Cosmetic snags are the most common, but functional and compliance snags are the ones that cause disputes and callbacks, so they matter most.
When does snagging happen?
Snagging usually takes place near the end of a project, once the bulk of construction is finished but before the client takes possession. On larger jobs it happens in stages:
- Pre-plaster / first fix — catching issues hidden once walls are closed up.
- Pre-completion snag — the main inspection before practical completion.
- Handover snag — a final walkthrough with the client present.
- De-snagging — re-inspecting to confirm every snag has been fixed.
The earlier you snag, the cheaper the fix. A defect spotted before the plasterboard goes up costs a fraction of the same defect found after decoration.
Who does the snagging?
On most projects the main contractor or site manager runs an internal snag first to catch the obvious items. The client, clerk of works, or an independent snagging surveyor then carries out their own inspection. For new-build homes, buyers increasingly hire a professional snagging inspector before completion — and they routinely find dozens of items.
How to run a snagging inspection
A good snag is methodical, not a quick glance. Work room by room and follow the same path every time so nothing is missed.
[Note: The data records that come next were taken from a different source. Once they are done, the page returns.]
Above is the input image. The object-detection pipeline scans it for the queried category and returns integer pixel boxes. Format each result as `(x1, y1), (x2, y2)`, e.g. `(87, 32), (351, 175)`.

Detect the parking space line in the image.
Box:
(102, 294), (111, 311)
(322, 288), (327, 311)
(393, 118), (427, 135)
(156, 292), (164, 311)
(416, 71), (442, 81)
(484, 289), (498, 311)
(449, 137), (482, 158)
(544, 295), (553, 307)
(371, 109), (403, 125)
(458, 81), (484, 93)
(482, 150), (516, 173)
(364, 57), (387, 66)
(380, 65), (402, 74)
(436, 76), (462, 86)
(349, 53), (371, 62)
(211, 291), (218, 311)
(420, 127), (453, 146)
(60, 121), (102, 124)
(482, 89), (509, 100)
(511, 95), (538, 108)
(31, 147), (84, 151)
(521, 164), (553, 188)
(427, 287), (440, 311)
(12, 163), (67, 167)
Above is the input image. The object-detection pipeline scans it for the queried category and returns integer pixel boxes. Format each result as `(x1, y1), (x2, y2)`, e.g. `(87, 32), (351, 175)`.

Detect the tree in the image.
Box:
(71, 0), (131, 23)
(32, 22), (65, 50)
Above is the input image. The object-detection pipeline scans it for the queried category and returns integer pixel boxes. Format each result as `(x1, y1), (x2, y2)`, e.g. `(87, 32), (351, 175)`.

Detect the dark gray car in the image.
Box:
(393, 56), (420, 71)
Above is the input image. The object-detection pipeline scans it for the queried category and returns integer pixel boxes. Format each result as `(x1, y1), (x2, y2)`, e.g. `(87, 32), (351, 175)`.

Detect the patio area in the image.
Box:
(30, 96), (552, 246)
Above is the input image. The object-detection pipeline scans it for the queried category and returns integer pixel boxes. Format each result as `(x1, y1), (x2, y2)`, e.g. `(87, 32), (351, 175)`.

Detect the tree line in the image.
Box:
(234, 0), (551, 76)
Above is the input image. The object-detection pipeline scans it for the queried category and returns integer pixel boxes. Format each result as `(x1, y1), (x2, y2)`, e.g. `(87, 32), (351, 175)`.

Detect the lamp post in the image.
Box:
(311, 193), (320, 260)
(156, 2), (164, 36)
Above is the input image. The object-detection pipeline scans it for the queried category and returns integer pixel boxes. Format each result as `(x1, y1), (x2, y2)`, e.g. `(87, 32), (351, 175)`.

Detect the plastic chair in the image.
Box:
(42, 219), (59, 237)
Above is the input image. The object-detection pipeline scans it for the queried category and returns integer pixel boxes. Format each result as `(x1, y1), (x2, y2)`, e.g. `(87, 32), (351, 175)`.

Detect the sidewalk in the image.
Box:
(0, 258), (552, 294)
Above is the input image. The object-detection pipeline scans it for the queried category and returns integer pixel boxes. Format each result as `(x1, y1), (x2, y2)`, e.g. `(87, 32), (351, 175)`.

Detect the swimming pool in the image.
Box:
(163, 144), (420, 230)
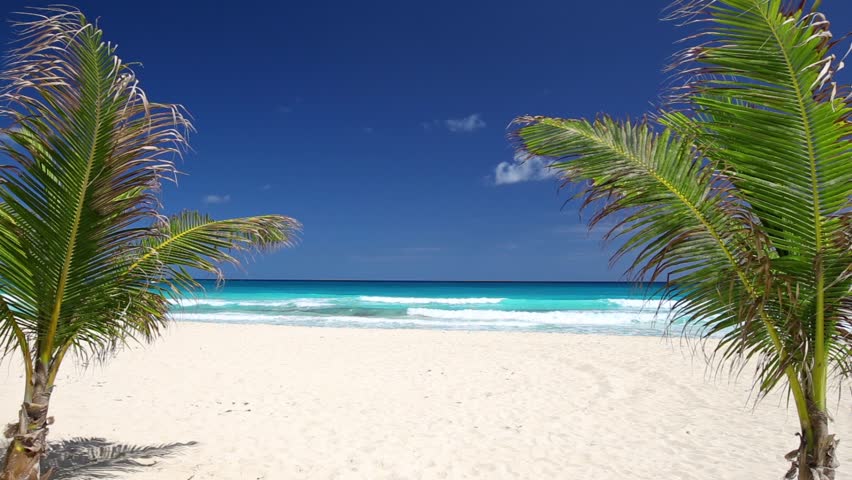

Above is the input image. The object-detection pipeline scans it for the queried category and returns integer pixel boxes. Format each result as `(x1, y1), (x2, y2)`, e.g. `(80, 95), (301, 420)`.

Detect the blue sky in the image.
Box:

For each room, check floors, walls, ceiling, doors, windows, fixtures, and finishes in a consistent order.
For every snag, record three things: what the defect is, where it is, and a photo showing it clearly. A snag written as "paint" is useless three weeks later; "paint run on left reveal of bedroom 2 window" gets fixed first time. Photographic evidence removes arguments about whether an item was raised.
Why snagging matters
Unresolved snags are the leading cause of friction at handover. They delay final payment, damage your reputation with the client, and turn into warranty callbacks that eat profit long after you've left site. A disciplined snagging process protects all three: cash flow, relationships, and margin.
From clipboard to app
Traditional snagging on paper means re-typing lists in the office, chasing photos taken on someone's phone, and losing track of what's been fixed. A digital snagging tool lets you capture the defect, attach the photo, drop a location, and assign it to the responsible trade on the spot — then track every snag through to closure with a timestamped record. When the client asks what's outstanding, you have an answer in seconds rather than a stack of dog-eared sheets.
Key takeaways
Snagging is quality control's final line of defence. Snag early and often, write defects so anyone can act on them, back every item with a photo, and don't close the project until the de-snag confirms each one is fixed. Do that consistently and handover stops being a battle.